Как выяснилось утром, я поступил совершенно верно. Во-первых, никто меня не убил. Во-вторых, у меня пытались угнать машину, и автосигнализация, в лице давно почившего монгольского генерала, сработала безотказно, так что рядом с рыдваном в рядок были выложены четыре трупа: два гоблина и два снага. Володя внимательно их рассмотрел, хмыкнул, после чего позвонил кому-то и добрую четверть часа довольно агрессивно вёл переговоры на такой фене, что я понимал, о чем речь, даже не с пятого на десятое, а с пятнадцатого на тридцатое. Впрочем, общий смысл и так был ясен: некто попутал берега, и теперь Дубровский выкатывал предъяву за беспредел. Подпитав Есугэя маной (спасибо князю за уроки), пошел на завтрак.

А после завтрака мы с Наташей сели в рыдван и поехали ко мне в Ромодановское, пообещав вернуться к обеду. На вечер Володя назначил мальчишник, так что программа дня обещала быть весьма насыщенной.

Я вел машину по привычно почти пустой дороге, и просто наслаждался тем, что рядом сидит Наташа. Люблю я её? Влюблён я в неё? Не знаю, возможно. Но это вовсе не важно. Мне хорошо и спокойно рядом с ней, и хочется длить это ощущение до бесконечности. И обнять, и не отпускать. И… и… как же хорошо-то…

— Я чувствую тебя, — улыбнулась Наташа. — Я всё ещё совсем-совсем тебя не знаю, но очень чувствую. И, знаешь, мне кажется, это самое важное — то, что мы чувствуем вот это вот, когда вместе.

Я тоже улыбался — и кивал, кивал… Говорить не хотелось, хотелось просто неотрывно смотреть на неё, но тут такого абсолютного внимания требовала дорога. Но вот приехали.

— Это что, всё твоё? — обалдела Наташа, разглядывая главный дом примерно трехсотлетнего возраста и все прочие постройки в том же классическом стиле, который господствовал в те времена на Тверди.

— Наше, солнышко, наше, — ответил я и пошёл на поиски отца, но он, как оказалось, уже улетел — вместе с полковником, гусарами и нашими домашними. Зато прибыл управляющий.

Семён Семёныч, к моему изумлению, оказался гномом.
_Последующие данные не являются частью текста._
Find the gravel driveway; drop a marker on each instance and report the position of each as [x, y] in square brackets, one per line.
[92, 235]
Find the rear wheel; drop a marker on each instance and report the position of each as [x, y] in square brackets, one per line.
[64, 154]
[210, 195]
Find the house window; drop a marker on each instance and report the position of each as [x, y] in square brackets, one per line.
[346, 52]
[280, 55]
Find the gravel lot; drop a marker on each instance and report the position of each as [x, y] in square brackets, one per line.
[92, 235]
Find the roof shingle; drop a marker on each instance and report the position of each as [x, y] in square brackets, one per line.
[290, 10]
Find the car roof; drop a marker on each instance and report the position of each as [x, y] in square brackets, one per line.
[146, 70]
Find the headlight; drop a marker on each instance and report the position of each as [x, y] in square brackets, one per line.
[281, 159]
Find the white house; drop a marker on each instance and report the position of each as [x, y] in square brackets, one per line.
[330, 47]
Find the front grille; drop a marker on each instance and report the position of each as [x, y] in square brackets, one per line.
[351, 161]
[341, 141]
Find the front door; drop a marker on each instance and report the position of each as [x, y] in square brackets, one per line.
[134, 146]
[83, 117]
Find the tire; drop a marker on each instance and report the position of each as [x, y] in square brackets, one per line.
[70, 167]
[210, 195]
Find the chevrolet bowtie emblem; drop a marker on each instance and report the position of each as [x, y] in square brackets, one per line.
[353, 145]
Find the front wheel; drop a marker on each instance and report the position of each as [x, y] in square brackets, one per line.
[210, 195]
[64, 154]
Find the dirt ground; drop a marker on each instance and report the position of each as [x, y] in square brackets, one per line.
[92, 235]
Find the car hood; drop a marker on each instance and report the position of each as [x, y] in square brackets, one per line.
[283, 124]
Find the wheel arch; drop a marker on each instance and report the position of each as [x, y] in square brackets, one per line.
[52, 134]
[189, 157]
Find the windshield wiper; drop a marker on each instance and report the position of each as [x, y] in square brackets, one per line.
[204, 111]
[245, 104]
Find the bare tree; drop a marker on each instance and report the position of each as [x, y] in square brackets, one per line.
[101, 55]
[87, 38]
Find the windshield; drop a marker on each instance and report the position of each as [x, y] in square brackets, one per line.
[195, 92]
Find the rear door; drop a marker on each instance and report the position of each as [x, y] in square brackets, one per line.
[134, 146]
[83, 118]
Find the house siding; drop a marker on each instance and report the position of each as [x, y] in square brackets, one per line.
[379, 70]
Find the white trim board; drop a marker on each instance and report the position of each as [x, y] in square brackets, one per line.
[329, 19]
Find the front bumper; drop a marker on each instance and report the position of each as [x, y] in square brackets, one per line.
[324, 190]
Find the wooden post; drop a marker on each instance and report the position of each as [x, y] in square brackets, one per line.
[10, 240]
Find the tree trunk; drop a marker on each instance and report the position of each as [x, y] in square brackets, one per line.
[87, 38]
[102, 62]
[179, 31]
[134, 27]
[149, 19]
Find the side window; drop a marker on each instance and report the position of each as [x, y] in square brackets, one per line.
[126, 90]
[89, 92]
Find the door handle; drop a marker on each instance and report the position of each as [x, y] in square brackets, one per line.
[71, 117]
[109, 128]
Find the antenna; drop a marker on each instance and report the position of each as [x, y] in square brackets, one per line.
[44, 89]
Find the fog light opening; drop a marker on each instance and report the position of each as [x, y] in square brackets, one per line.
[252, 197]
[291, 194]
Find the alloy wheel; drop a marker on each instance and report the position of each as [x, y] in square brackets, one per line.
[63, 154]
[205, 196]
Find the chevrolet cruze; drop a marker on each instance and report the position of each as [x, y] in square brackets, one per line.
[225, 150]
То, что Юрий Григорьевич расистом не был, я отметил давно, да и гном в ближнем круге облеченных доверием, скорее, порадовал.

— Но почему вас зовут именно Семён Семёныч? Не самое типичное имя-отчество для кхазада! — спросил я управляющего, пока Наташа, не пришедшая ещё в себя от удивления, порхала по всему двору, делая кадр за кадром на смартфон.
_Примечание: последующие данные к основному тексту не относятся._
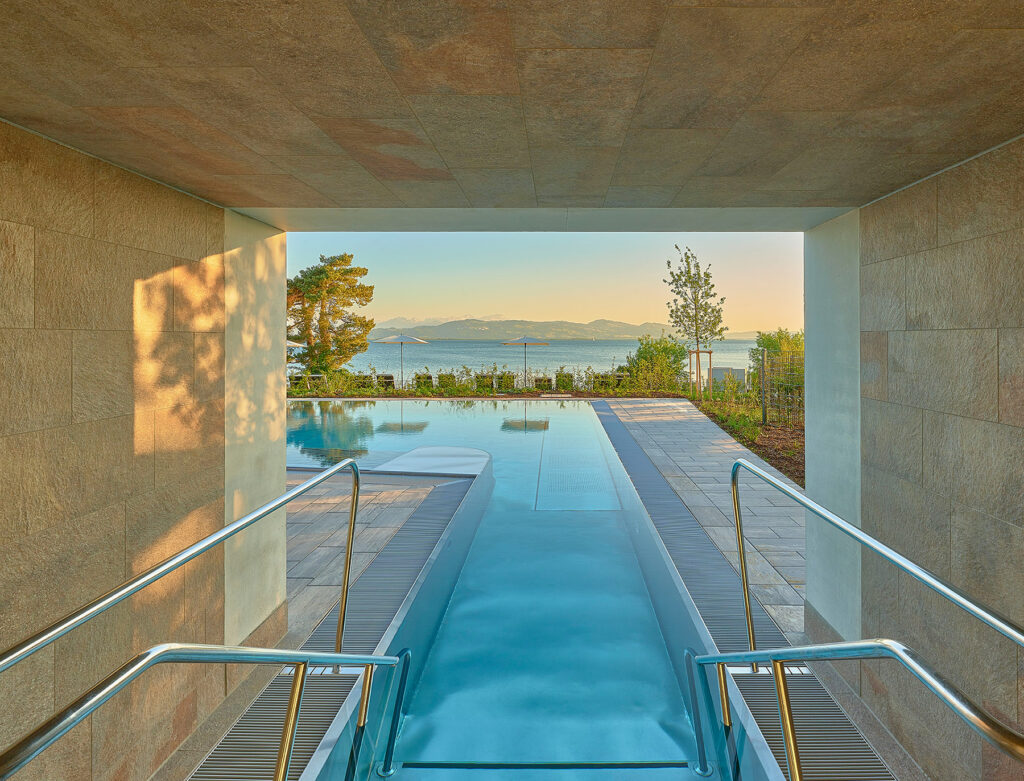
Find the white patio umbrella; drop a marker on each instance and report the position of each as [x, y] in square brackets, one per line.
[401, 340]
[524, 341]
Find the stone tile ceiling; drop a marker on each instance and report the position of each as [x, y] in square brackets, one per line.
[519, 102]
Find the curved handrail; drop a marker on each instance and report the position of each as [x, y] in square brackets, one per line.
[983, 613]
[55, 631]
[47, 733]
[996, 733]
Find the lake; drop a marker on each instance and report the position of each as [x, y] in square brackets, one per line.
[573, 354]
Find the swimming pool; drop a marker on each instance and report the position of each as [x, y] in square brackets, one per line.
[554, 658]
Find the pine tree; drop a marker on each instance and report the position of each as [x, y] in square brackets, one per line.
[695, 310]
[318, 301]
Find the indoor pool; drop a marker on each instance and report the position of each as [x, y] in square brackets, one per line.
[551, 658]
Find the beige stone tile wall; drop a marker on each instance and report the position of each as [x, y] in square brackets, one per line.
[942, 411]
[112, 446]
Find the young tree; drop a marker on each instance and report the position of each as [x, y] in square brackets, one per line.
[695, 310]
[318, 316]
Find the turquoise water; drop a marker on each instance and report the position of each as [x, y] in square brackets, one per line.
[550, 651]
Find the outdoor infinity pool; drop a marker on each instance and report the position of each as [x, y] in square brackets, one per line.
[550, 652]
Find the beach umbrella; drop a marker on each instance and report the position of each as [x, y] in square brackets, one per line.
[524, 341]
[401, 340]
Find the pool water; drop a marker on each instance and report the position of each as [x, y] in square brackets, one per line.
[550, 651]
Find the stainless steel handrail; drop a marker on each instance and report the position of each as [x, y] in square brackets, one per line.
[47, 733]
[996, 733]
[42, 639]
[991, 617]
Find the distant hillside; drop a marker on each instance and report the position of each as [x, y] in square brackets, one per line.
[498, 330]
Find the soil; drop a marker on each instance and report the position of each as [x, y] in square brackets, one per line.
[782, 446]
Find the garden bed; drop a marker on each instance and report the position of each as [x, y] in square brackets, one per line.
[782, 446]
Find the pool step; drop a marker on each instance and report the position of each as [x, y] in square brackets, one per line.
[646, 771]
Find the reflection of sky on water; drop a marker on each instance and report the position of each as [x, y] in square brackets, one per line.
[325, 431]
[522, 424]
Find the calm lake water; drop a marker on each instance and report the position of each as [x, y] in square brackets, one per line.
[572, 354]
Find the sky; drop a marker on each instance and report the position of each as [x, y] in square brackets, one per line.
[563, 276]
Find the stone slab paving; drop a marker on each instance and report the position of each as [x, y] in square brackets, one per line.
[695, 457]
[317, 531]
[317, 527]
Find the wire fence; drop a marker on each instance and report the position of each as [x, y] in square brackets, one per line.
[778, 384]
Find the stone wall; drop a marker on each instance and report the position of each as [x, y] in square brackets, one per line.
[942, 409]
[255, 264]
[112, 446]
[832, 317]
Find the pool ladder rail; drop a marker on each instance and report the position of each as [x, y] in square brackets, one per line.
[996, 733]
[44, 735]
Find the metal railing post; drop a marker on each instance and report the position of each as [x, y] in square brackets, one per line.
[291, 723]
[740, 550]
[343, 604]
[52, 633]
[723, 693]
[785, 714]
[700, 767]
[368, 682]
[387, 767]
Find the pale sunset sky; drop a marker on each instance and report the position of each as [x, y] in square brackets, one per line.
[564, 276]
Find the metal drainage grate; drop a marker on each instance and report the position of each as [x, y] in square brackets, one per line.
[835, 747]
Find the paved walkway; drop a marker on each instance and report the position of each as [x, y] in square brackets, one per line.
[317, 528]
[317, 531]
[695, 457]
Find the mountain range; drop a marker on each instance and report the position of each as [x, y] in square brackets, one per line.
[498, 330]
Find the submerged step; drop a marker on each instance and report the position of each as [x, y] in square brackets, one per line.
[547, 765]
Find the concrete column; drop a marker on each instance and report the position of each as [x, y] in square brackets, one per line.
[254, 428]
[832, 315]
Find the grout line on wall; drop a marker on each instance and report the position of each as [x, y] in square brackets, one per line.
[944, 170]
[115, 165]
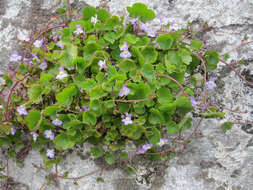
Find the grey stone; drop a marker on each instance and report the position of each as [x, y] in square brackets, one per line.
[217, 160]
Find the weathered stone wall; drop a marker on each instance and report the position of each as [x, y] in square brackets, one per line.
[217, 161]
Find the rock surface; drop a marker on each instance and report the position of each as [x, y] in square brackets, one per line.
[217, 161]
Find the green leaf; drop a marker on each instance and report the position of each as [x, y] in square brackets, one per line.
[88, 12]
[109, 158]
[172, 127]
[33, 119]
[5, 128]
[88, 84]
[185, 123]
[185, 56]
[227, 126]
[140, 10]
[148, 72]
[52, 110]
[80, 64]
[127, 65]
[96, 107]
[213, 114]
[155, 117]
[65, 97]
[212, 59]
[63, 142]
[164, 96]
[153, 136]
[35, 93]
[103, 15]
[97, 93]
[150, 54]
[165, 41]
[184, 105]
[89, 117]
[45, 77]
[123, 156]
[196, 45]
[96, 152]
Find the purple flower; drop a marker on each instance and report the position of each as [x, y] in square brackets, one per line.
[147, 146]
[59, 44]
[211, 84]
[146, 26]
[152, 32]
[125, 54]
[23, 37]
[141, 150]
[163, 20]
[102, 65]
[35, 136]
[13, 130]
[15, 56]
[127, 120]
[124, 91]
[22, 110]
[49, 134]
[85, 108]
[163, 142]
[134, 21]
[79, 29]
[194, 102]
[94, 20]
[50, 153]
[124, 47]
[38, 43]
[57, 122]
[61, 74]
[174, 25]
[43, 65]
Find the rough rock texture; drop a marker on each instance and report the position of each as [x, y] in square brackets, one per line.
[217, 161]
— А почему бы и нет, когда да, ваша милость? — пожал плечами он. — Мой дедушка мечтал о трех сыновьях, но у него родился ровно один — мой отец, и был он весьма поздним ребёнком, потому ему достались все имена, которые дед заготовил с юности. Потом эта поучительная история один в один повторилась с моим отцом, так что у меня полно сестёр и тёток. И отца, и деда понять можно, но жить в Государстве Российском кхазаду по имени Симонпетертомас Симонпетертомасович Шпракхшталмайстер, согласитесь, не очень просто. Поэтому, едва отец отбыл в чертоги предков, я стал Семёном Семёновичем Говорухиным. Может, и не очень патриотично, зато исключительно практично. Будут какие-нибудь распоряжения, ваша милость? Обед?

— Увы, нет. Я просто бегло покажу невесте усадьбу, и мы уедем. Когда вернусь сюда — пока не знаю. Хорошо бы поскорее, понравилось мне тут. Но — не на всё моя воля.

— Я в вашем полном распоряжении в любое время суток, — поклонился Семён Семёныч.

Я провел Наташу по анфиладе комнат, особо задержались в том самом зале — тайник в камине, правда, пока оставил без внимания. Нечего девушке грустными делами голову забивать. Спальня с кроватью примерно три на три метра удивила не только её, но и меня. За те всего лишь сутки, что я отсутствовал, излишне помпезная обстановка спальни старого лича, включая напоминающее огромный саркофаг капитальное сооружение с балдахином, которое здесь считалось кроватью, уступила место более современному дизайну. Здесь стало светлее, теплее и определенно уютнее.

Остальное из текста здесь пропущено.